Yes, this is possible. Consider the intersection of the helicoid $z = \tan^{-1}(y/x)$ with its tangent plane $z = y$ at $(1,0,0)$. The projection of the intersection curves to $\{z = 0\}$ consists of the line $y = 0$ and the curve $x = y/\tan(y) \sim 1 - y^2/3$. After a rigid motion so that the tangent plane is horizontal and the tangent point is the origin, the union of $\gamma_1$ and $\gamma_2$ will be a $C^{1/2}$ graph $\{(t,\,\varphi(t),\,0)\}$ where $\varphi(t) = 0$ for $t \geq 0$ and $\varphi(t) \sim (-6t)^{1/2}$ for $t < 0$.
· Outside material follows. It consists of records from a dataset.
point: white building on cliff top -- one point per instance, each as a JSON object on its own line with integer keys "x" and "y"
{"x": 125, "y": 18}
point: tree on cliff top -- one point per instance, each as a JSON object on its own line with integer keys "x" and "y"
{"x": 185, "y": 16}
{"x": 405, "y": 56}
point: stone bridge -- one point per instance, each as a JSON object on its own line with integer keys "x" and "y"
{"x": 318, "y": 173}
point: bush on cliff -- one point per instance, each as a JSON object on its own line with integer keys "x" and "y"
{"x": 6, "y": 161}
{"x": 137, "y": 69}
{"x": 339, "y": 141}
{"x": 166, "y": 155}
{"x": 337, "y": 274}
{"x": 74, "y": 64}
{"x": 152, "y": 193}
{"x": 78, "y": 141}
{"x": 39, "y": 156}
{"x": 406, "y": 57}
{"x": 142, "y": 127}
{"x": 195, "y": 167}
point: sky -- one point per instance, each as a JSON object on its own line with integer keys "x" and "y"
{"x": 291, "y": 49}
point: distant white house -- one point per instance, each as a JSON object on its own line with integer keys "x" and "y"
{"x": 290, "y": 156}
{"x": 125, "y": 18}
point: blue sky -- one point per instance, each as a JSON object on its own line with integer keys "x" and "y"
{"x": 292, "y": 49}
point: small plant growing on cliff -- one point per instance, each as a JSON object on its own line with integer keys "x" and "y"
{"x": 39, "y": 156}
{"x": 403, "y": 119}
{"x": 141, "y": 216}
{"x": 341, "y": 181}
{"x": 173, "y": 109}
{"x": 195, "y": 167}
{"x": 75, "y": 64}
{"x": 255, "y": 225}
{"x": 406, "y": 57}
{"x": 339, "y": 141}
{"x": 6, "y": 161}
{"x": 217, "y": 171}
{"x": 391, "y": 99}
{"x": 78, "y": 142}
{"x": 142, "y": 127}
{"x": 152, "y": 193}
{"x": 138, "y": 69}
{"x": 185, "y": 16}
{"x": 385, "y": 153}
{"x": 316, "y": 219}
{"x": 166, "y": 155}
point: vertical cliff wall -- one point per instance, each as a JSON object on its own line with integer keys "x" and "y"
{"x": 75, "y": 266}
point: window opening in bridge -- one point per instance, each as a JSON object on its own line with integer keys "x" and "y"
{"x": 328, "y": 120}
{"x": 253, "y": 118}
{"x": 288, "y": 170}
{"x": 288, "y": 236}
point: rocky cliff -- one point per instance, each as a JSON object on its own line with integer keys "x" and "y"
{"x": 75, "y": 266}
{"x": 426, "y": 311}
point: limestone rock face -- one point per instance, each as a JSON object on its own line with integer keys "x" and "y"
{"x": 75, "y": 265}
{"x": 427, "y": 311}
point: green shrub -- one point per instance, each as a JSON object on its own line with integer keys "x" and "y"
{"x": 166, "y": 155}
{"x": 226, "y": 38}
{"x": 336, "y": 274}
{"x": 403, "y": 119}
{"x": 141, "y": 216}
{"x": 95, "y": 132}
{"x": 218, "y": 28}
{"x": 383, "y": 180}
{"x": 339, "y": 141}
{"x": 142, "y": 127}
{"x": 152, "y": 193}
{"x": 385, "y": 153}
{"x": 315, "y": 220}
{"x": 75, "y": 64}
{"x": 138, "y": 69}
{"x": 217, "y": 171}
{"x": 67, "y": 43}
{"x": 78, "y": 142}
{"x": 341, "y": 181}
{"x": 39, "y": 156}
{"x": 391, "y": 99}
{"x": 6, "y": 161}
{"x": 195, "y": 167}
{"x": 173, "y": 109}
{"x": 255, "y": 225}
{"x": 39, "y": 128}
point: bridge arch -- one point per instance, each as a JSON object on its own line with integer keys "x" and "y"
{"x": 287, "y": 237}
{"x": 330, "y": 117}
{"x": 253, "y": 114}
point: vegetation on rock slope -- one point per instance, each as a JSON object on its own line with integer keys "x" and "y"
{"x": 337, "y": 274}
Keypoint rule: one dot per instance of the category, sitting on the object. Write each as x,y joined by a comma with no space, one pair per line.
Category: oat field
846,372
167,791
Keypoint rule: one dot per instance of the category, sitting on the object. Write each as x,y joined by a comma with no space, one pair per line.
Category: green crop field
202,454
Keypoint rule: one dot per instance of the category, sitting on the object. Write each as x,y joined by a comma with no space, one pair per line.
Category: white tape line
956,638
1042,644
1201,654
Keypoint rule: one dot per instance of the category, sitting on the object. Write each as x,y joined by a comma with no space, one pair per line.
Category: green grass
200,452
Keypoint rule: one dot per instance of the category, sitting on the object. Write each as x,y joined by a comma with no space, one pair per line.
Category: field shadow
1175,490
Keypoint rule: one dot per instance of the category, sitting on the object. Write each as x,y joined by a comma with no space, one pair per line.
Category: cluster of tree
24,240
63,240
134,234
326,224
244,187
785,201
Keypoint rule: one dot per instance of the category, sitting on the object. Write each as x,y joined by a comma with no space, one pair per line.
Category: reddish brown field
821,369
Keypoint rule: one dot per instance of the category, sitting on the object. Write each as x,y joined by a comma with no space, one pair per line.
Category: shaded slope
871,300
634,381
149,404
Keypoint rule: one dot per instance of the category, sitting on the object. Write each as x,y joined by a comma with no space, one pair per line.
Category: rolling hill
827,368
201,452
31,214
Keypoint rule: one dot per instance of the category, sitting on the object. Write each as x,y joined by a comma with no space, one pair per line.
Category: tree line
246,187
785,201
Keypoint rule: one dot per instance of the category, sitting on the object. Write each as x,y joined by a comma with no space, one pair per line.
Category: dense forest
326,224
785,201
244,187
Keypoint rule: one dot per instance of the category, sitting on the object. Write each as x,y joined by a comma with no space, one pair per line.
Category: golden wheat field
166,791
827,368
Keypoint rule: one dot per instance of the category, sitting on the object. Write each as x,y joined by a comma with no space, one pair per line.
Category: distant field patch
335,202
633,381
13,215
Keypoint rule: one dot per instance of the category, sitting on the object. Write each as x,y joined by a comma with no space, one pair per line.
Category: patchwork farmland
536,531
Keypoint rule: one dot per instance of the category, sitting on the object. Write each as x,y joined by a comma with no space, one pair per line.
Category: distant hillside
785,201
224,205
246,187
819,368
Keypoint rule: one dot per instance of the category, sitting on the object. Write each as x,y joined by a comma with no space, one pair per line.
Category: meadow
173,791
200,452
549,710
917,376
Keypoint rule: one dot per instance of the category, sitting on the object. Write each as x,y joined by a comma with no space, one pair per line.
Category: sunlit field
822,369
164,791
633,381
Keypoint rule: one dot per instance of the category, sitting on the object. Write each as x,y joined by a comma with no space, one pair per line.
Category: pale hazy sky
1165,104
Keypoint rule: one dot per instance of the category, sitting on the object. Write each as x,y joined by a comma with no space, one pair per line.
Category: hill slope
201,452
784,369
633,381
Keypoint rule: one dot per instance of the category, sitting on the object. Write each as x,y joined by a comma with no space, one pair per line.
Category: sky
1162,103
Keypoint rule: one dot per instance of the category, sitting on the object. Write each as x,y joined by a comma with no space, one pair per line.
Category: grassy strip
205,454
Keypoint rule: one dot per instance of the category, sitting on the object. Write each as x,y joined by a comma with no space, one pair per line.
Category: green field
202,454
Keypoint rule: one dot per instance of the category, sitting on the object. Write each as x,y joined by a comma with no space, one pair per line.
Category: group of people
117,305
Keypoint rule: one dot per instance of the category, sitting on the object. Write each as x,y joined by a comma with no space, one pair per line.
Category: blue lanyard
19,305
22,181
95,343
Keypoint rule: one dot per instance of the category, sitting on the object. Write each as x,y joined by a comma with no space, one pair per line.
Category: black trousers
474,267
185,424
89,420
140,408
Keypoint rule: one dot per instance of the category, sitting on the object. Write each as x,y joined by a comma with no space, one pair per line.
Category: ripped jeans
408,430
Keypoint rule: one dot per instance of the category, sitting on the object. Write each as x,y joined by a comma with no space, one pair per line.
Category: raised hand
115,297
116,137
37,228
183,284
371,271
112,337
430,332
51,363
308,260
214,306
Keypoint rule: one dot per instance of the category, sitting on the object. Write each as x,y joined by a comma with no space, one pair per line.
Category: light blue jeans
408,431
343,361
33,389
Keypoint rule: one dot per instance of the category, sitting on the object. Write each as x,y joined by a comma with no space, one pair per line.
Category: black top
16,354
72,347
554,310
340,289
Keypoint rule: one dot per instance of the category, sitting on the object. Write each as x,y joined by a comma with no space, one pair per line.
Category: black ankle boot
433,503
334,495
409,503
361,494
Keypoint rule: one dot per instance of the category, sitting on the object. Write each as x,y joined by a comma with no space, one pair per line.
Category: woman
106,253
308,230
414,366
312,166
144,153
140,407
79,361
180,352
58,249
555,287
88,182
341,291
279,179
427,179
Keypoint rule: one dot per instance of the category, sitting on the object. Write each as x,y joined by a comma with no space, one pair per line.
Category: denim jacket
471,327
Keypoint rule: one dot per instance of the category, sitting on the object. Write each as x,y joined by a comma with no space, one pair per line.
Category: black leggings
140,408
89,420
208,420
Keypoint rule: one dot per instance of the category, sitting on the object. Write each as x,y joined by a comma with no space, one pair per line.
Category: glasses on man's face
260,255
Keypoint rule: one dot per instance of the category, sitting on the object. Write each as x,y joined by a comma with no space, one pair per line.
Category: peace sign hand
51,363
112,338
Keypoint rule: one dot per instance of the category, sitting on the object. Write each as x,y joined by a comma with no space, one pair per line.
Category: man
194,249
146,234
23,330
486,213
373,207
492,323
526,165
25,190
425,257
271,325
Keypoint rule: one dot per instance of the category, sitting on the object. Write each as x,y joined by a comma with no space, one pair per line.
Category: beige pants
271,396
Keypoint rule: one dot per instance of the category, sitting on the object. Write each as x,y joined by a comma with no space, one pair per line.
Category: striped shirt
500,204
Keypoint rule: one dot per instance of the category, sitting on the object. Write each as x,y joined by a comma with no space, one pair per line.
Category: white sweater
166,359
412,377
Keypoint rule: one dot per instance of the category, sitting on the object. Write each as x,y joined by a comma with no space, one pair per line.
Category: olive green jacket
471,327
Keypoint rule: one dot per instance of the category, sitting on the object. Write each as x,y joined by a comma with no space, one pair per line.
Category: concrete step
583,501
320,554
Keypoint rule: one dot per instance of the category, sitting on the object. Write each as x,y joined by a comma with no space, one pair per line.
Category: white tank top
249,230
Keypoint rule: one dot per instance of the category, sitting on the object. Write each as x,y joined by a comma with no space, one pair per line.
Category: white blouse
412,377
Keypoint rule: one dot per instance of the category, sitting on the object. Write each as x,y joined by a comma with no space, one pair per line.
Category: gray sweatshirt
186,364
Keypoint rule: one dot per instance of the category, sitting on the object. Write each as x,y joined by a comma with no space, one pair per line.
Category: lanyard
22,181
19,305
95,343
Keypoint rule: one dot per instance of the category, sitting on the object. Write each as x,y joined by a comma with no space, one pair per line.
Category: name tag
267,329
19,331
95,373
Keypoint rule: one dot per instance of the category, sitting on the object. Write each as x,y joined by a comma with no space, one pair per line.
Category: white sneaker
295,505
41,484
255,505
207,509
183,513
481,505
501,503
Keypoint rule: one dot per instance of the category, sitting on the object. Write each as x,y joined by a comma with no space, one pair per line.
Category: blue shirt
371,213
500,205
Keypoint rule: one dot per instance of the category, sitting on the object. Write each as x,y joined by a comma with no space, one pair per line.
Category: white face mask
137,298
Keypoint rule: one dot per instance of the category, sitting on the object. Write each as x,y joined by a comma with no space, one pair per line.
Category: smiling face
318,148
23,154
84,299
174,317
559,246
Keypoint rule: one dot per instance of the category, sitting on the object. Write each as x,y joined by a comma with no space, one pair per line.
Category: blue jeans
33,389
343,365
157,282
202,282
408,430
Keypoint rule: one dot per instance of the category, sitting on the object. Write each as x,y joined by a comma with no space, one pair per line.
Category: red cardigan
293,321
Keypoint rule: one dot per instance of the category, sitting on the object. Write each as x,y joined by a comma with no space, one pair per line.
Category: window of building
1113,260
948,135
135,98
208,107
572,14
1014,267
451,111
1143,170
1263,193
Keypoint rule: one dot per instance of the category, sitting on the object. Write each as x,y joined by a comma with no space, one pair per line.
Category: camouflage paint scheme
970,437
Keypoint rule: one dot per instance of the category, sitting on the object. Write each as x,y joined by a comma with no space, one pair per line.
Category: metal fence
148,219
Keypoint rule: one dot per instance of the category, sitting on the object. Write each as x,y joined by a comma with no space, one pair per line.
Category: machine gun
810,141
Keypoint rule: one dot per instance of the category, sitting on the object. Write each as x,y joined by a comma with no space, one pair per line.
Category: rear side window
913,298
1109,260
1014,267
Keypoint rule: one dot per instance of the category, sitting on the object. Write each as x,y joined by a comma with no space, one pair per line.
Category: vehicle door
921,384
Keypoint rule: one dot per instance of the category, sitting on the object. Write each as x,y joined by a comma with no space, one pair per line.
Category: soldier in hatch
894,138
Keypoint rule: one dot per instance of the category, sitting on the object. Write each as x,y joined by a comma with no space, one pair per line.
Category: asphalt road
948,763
One can generate many more examples using Cauchy-Kovalevskaya, by choosing appropriate Cauchy data on a line segment through 0 and solving the minimal surface equation in a neighborhood of the origin. For example, taking $u = 0$ and $u_y = x + x^2/2$ on $\{y = 0\}$ gives
$$u = xy + \frac{1}{2}x^2y - \frac{1}{6}y^3 + O((x^2+y^2)^2),$$
hence $\{u = 0\}$ locally resembles the line $y = 0$ and the curve $y^2 = 6x$.